Aquela fração de segundos pareceu mais longa do que o normal. A feciter claramente não sabia como reagir, então deixou o instinto tomar lugar em sua mente e puxou o papel imediatamente da mão de Elae.

— Eu ficaria agradecida se você fingisse que não viu isso.  – disse, nervosamente. Escondeu a folha atrás de si.

— Mas…

Não é nada, Elae. Juro.

Elae estava claramente frustrada. Suspirou.

— Então… se algum dia eu tiver a sua confiança…

— Certo, eu digo. Mas ainda é cedo pra cogitar que eu vou confiar em alguém. Você dizia…?

— Ah, às vezes eu fico pensando… você acredita em destino, Sophie? – Elae se pôs de pé, e sentou-se novamente, mas desta vez ao lado da “amiga”, na cama.

— Prefiro duvidar que ele exista. Mas, infelizmente nesse caso… nada é impossível.

— Sabe quando você conhece uma pessoa, e você sente que aquela pessoa vai mudar sua vida drasticamente?

— Talvez não por experiência, mas… sim, eu sei.

— Minha cabeça está meio caótica desde que entrei aqui, porque eu simplesmente sinto isso com cada pessoa nova que conheço. É como se o universo tivesse posto a todos nós, mais de setecentos novos alunos, para nos encontrarmos dentro destes muros. Eu sei que pareço maluca, que isso tudo soa sem nexo, mas acho que um dia você vai me entender. Nós não seremos os mesmos quando sairmos. Eu mal entrei e já mudei como nunca! – ela parecia se empolgar mais e mais a cada sílaba. Sophie estava curiosa para saber o que seria concluído a partir daquilo.  – Eu te disse… te disse que me aproximo de pessoas que valem a pena, certo? – Sophie concordou, balançando a cabeça – Acho que faria bem te apresentar algumas destas.

Então era isso. Todo aquele discurso para tentar forçar Sophie a socializar. Ela esperava mais de Elae.

— Elae, eu já disse que não! Eu só quero ficar em paz. É tão difícil entender isso? Eu não me sinto sozinha ou vazia, nem nada do que você estiver presumindo. Estou bem como estou.

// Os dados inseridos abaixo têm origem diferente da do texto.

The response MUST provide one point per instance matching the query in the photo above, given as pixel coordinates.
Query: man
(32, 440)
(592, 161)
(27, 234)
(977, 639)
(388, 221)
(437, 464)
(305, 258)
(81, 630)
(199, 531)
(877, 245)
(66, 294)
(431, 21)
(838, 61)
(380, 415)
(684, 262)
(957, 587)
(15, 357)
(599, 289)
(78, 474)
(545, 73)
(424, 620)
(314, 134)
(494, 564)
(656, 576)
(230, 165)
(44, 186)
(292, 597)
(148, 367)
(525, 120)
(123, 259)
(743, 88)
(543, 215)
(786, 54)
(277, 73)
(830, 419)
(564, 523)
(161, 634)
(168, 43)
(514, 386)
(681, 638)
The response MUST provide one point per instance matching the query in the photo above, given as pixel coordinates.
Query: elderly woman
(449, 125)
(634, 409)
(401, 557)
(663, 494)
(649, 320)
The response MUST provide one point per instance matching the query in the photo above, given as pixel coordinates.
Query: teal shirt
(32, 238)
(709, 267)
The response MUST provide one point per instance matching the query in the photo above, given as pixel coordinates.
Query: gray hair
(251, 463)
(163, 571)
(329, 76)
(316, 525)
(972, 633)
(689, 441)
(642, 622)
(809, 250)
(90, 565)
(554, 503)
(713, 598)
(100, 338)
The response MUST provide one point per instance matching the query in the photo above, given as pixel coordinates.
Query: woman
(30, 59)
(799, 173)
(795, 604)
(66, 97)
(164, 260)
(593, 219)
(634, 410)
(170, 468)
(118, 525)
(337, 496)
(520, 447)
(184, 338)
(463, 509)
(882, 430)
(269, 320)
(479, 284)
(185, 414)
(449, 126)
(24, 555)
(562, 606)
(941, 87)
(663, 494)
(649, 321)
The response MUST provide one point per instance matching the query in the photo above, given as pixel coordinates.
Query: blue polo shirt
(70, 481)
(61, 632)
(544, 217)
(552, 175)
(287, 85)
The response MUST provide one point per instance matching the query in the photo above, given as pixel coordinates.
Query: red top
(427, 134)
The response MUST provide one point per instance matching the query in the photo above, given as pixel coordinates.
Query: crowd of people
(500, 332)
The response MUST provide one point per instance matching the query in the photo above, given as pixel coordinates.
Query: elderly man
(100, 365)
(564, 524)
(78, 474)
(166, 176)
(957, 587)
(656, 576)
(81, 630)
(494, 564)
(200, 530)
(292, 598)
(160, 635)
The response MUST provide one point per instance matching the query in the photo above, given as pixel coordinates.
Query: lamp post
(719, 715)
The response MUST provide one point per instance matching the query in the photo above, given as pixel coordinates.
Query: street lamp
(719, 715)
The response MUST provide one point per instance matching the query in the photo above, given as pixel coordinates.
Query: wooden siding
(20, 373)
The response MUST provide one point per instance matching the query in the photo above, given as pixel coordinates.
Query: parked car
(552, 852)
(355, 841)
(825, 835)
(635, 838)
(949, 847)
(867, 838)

— Eu não quis insinuar nada disto… só pensei que…

Os sinos tocaram.

— Introdução à Alquimia. Tenho que ir, Elae.

Sophie se levantou e começou a arrumar suas coisas, ignorando-a. Não que quisesse ser má ou indiferente, mas se parasse para ouvi-la, aquela conversa não acabaria nunca. E, querendo ou não, estava mesmo atrasada.

— Tudo bem. Eu entendo.

Elae saiu do quarto. Alguns segundos depois, Sophie fez o mesmo, antes fazendo questão de guardar cuidadosamente as anotações dos seus sonhos num fundo falso da gaveta da escrivaninha. Percorreu os corredores apressadamente, quando notou que Elae seguia no mesmo percurso que ela.

— Elae. – cutucou-a – Aonde vai?

— Para a aula de Herbalis… – ela não se deu ao trabalho de terminar a frase – … Cuja sala é ao lado do Laboratório Alquímico!

Foi a vez de Sophie dar um longo e profundo suspiro.

— Acho que estou começando a acreditar em destino.

Elae, por sua vez, sorria enquanto falava quase que sem parar.